L’ex addetta stampa: “Ho pagato la mia amicizia con Prandelli”. E su Mencucci e Cognigni…

Redazione VN

Un silenzio di quasi tre anni, da quando cioè non è più l'addetta stampa della Fiorentina. Da allora dell'ex responsabile della comunicazione viola dal 2002 al 200, Silvia Berti, hanno parlato solo gli altri. Sergente di ferro, addetta stampa burbera e addirittura Mamma Ebe. Ora ha deciso di parlare, raccontando al Nuovo Corriere di Firenze come è finita quella storia d'amore, come la definisce lei stessa, tra lei e la società viola: "Come figlia di un grande tifoso della Fiorentina quando stata assunta dai Della Valle per me è stato come realizzare un sogno ed ho vissuto sette anni fantastici.

Un'esperienza professionale incredibile, ma soprattutto un grande amore" ripercorre Silvia Berti.E allora come mai questo amore è finito addirittura in tribunale?

"Me lo chiedo anche io, ma credo abbiano giocato tanti fattori, anche se in cima è stata messa l'amicizia con Prandelli e per qualcuno questo significava essere sbilanciata verso gli interessi del tecnico. Ma la mia amicizia con lui, che dura immutata tuttora, non comportava niente perché ho sempre fatto gli interessi della Fiorentina, mai dei singoli. E d'altronde l'interesse mio, di Prandelli e della Fiorentina per me erano comuni... Non è forse un caso che prima di Prandelli la Fiorentina abbia rischiato di retrocedere e dopo quasi... Quello di quegli anni è stato un gruppo unico che mirava ad un solo obiettivo: lo scudetto a Firenze".

E chi è questo qualcuno che ha travisato il rapporto?

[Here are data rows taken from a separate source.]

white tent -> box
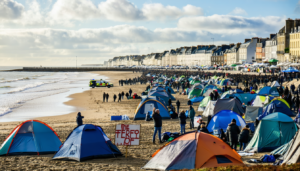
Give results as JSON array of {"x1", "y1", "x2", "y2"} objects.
[{"x1": 202, "y1": 101, "x2": 217, "y2": 117}]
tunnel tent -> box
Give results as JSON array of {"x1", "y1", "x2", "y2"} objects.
[
  {"x1": 53, "y1": 124, "x2": 122, "y2": 161},
  {"x1": 207, "y1": 109, "x2": 246, "y2": 133},
  {"x1": 198, "y1": 96, "x2": 211, "y2": 112},
  {"x1": 214, "y1": 98, "x2": 245, "y2": 116},
  {"x1": 258, "y1": 100, "x2": 295, "y2": 120},
  {"x1": 134, "y1": 98, "x2": 170, "y2": 120},
  {"x1": 257, "y1": 86, "x2": 279, "y2": 97},
  {"x1": 0, "y1": 120, "x2": 62, "y2": 155},
  {"x1": 245, "y1": 112, "x2": 298, "y2": 152},
  {"x1": 142, "y1": 132, "x2": 244, "y2": 170}
]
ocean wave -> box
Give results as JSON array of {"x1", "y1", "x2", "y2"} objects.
[{"x1": 0, "y1": 77, "x2": 30, "y2": 83}]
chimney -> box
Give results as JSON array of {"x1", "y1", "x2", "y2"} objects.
[{"x1": 245, "y1": 39, "x2": 251, "y2": 43}]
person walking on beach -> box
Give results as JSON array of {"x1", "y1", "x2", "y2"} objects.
[
  {"x1": 189, "y1": 105, "x2": 195, "y2": 129},
  {"x1": 118, "y1": 93, "x2": 122, "y2": 102},
  {"x1": 179, "y1": 110, "x2": 186, "y2": 135},
  {"x1": 106, "y1": 93, "x2": 109, "y2": 102},
  {"x1": 152, "y1": 108, "x2": 162, "y2": 144},
  {"x1": 76, "y1": 112, "x2": 84, "y2": 127},
  {"x1": 121, "y1": 91, "x2": 125, "y2": 99},
  {"x1": 114, "y1": 94, "x2": 117, "y2": 102},
  {"x1": 176, "y1": 100, "x2": 180, "y2": 113}
]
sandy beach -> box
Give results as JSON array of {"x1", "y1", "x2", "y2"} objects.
[{"x1": 0, "y1": 72, "x2": 296, "y2": 170}]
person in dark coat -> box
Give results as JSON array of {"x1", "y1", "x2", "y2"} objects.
[
  {"x1": 121, "y1": 91, "x2": 125, "y2": 99},
  {"x1": 114, "y1": 94, "x2": 117, "y2": 102},
  {"x1": 106, "y1": 93, "x2": 109, "y2": 102},
  {"x1": 76, "y1": 112, "x2": 84, "y2": 127},
  {"x1": 179, "y1": 110, "x2": 186, "y2": 135},
  {"x1": 118, "y1": 93, "x2": 122, "y2": 102},
  {"x1": 152, "y1": 108, "x2": 162, "y2": 144},
  {"x1": 226, "y1": 119, "x2": 241, "y2": 150},
  {"x1": 239, "y1": 125, "x2": 250, "y2": 151},
  {"x1": 168, "y1": 98, "x2": 172, "y2": 106},
  {"x1": 189, "y1": 105, "x2": 195, "y2": 129},
  {"x1": 176, "y1": 100, "x2": 180, "y2": 113}
]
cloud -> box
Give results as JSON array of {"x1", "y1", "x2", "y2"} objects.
[
  {"x1": 98, "y1": 0, "x2": 145, "y2": 21},
  {"x1": 229, "y1": 7, "x2": 248, "y2": 16},
  {"x1": 0, "y1": 0, "x2": 24, "y2": 20},
  {"x1": 142, "y1": 3, "x2": 203, "y2": 20},
  {"x1": 178, "y1": 15, "x2": 285, "y2": 34}
]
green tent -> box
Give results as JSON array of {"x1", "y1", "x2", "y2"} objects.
[
  {"x1": 198, "y1": 96, "x2": 210, "y2": 111},
  {"x1": 244, "y1": 112, "x2": 298, "y2": 152},
  {"x1": 188, "y1": 89, "x2": 202, "y2": 99}
]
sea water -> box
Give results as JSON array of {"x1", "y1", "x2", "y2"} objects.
[{"x1": 0, "y1": 67, "x2": 107, "y2": 122}]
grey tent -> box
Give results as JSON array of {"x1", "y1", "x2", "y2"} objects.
[
  {"x1": 282, "y1": 131, "x2": 300, "y2": 164},
  {"x1": 245, "y1": 106, "x2": 263, "y2": 122},
  {"x1": 214, "y1": 98, "x2": 245, "y2": 116}
]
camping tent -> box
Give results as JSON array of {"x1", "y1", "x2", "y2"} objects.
[
  {"x1": 0, "y1": 120, "x2": 62, "y2": 155},
  {"x1": 245, "y1": 112, "x2": 298, "y2": 152},
  {"x1": 134, "y1": 98, "x2": 170, "y2": 120},
  {"x1": 188, "y1": 88, "x2": 202, "y2": 99},
  {"x1": 142, "y1": 132, "x2": 244, "y2": 170},
  {"x1": 53, "y1": 124, "x2": 122, "y2": 161},
  {"x1": 207, "y1": 110, "x2": 246, "y2": 132},
  {"x1": 245, "y1": 106, "x2": 263, "y2": 121},
  {"x1": 252, "y1": 95, "x2": 274, "y2": 107},
  {"x1": 257, "y1": 86, "x2": 279, "y2": 96},
  {"x1": 214, "y1": 99, "x2": 245, "y2": 116},
  {"x1": 198, "y1": 96, "x2": 210, "y2": 112},
  {"x1": 191, "y1": 96, "x2": 204, "y2": 104},
  {"x1": 282, "y1": 131, "x2": 300, "y2": 164},
  {"x1": 258, "y1": 100, "x2": 294, "y2": 120},
  {"x1": 271, "y1": 81, "x2": 280, "y2": 87},
  {"x1": 202, "y1": 101, "x2": 217, "y2": 117}
]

"In realtà non so dare un nome, ma la mia idea è stata confermata quando Diego Della Valle parlò di Mamma Ebe in conferenza stampa, riferendosi ad una manovratrice di Prandelli. Capii di essere io e rimasti molto male, piansi per tre giorni (...)"."Mario Cognigni mi comunicò l'estromissione dalla Fiorentina. Non me l'aspettavo ma all'inizio la presi quasi serenamente perché penso che un'azienda possa scegliere con chi lavorare, poi capii che ero stata cacciata come una ladra, e senza preavvisi, vada pure in vacanza mi fu detto quando chiesi come ci saremmo dovuti organizzare per il passaggio di consegne. Da allora un silenzio assordante, senza che nessuno mi cercasse, dopo sette anni in cui ho lavorato per loro sette giorni su sette, dalla mattina alla sera. Sono rimasta delusa, per questo ho deciso di tutelare i miei interessi ma soprattutto la mia dignità andando dall'avvocato (la causa si è conclusa ad ottobre con una conciliazione favorevole a Silvia Berti ndr)".

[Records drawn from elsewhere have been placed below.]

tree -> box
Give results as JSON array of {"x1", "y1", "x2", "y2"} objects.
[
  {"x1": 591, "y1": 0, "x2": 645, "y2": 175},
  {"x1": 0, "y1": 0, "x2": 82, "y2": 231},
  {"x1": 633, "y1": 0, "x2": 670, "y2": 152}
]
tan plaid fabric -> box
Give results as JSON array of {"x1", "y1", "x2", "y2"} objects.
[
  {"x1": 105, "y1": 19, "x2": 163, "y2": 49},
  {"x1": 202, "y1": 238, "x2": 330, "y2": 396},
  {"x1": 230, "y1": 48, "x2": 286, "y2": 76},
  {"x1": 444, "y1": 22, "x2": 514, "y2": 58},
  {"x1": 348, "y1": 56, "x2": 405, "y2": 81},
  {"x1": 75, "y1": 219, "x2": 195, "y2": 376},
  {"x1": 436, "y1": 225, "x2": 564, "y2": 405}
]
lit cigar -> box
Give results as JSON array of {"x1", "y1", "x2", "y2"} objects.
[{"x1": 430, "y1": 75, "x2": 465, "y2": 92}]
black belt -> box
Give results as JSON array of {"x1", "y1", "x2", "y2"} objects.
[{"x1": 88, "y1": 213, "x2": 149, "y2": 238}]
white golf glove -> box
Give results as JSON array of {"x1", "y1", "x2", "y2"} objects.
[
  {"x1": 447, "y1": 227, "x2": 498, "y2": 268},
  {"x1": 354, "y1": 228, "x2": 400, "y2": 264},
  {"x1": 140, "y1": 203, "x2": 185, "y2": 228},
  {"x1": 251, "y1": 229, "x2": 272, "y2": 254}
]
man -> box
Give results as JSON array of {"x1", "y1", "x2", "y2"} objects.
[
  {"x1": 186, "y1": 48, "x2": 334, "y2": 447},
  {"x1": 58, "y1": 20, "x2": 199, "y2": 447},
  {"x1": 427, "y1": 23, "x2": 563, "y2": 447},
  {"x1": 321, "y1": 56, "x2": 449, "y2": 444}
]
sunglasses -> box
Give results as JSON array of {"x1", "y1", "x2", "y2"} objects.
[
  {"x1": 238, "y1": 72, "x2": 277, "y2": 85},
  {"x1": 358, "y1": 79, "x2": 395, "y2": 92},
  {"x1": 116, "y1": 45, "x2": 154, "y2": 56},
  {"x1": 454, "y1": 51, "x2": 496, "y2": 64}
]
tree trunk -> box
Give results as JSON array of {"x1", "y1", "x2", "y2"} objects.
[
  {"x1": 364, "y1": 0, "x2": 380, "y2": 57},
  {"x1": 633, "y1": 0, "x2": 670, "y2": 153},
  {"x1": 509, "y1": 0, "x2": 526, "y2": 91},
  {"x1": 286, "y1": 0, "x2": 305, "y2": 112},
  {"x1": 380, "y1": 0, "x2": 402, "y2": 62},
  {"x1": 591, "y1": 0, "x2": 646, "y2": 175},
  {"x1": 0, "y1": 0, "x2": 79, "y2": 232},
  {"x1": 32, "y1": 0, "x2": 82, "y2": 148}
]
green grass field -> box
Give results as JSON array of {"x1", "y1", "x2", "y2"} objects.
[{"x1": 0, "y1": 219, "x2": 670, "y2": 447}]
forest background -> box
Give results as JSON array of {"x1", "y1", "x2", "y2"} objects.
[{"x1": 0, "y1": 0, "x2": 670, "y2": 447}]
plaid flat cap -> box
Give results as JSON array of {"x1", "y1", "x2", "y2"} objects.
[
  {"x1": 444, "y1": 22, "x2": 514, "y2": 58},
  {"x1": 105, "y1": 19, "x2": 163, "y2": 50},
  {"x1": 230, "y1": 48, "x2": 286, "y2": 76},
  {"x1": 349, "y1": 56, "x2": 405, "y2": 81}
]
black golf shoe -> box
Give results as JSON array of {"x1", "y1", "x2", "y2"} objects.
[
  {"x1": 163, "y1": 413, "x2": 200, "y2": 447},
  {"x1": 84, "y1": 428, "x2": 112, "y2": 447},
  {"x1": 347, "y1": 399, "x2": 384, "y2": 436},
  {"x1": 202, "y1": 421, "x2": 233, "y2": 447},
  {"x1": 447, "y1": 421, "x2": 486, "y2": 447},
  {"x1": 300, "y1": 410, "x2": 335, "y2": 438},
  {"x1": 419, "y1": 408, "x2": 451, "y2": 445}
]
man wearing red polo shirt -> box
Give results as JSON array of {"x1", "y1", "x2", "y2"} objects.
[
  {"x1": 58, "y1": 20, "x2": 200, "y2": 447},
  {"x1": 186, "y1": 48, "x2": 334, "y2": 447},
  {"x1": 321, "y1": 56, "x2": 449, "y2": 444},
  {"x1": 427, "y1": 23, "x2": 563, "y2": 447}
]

Lei era anche legata a Corvino. Con lui come è andata?

"Mi chiamò subito e lo fece anche alla prima conferenza stampa senza di me perché a tutti e due era sembrata una cosa strana. Ero legata anche alla sua famiglia poi rincontrandolo un giorno invece di abbracciarmi mi strinse solo la mano e capii che il nostro rapporto era cambiato".

Restano due persone, l'ad Mencucci e il presidente Cognigni.

"Mencucci lo conosco dai tempi dell'Università, ci siamo sempre definiti amici, forse esagerando, soprattutto da parte mia. E' una persona disposta a tutto, innamorata sì della Fiorentina ma soprattutto di sé stesso e della notorietà. Cognigni è un uomo di qualità ma troppo rigido e nel calcio questo non dà vantaggi. Ci mette passione ma non è adatto alla presidenza perché il calcio ha delle regole proprie e non possono esservi applicate altre. Ad esempio non si possono trattare i giocatori come semplici dipendenti. La prestazione del giocatore non dipende solo dallo sforzo fisico ma consiste anche nel credere in quello che si fa e nel gruppo, dirigenti compresi. Guardi il caso Montolivo. Il calcio è sentimenti, non numeri o altro e questo ha incrinato il rapporto prima con me, poi con Prandelli. I dirigenti vivevano ai margini, non sono mai riusciti ad integrarsi nel gruppo e le gelosie personali hanno poi svolto un ruolo importante".